For a period of time in 2006 I had del.icio.us automagically create posts here each day containing all the links I had bookmarked with their service; for security and to make it easier for myself I created a separate WordPress author for it to publish under.

ASIDE: Interested in what I was bookmarking back in 2006? All these posts were filed under the del.icio.us category here. Lots of memories and broken links already ^_^.

I long since decided to turn this feature off because I figured if people wanted to see my del.icio.us links they could just subscribe to it’s RSS feed. This means for several years I’ve had a dormant author. I’ve read problems with authors have been responsible for some problems with exporting WordPress WXR/RSS feeds, so I decided to delete it and attribute the posts to myself instead.

One of the last delicious exported posts

The steps to do this seemed simple enough, but I was a bit nervous about the second step! I can confirm though that this works in WordPress 2.7.1.

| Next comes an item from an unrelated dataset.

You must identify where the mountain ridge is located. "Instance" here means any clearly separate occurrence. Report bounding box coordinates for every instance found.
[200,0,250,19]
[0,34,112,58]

  1. Go to your WordPress Dashboard and click Users
  2. Hover your mouse over the user you want to delete and click Delete. In my case it’s the aptly named del.icio.us user.
  3. Before the user is deleted you’ll be prompted for the other user you want to transfer authorship of their posts to. In my case, I’m transferring over to Admin.

A part of me was sad to delete something created all the way back in 2006, even if it was something trivial like an author on a blog. I reckon my life peaked around then, everything since has been a steep downward slope. Mid-life crisis at 23?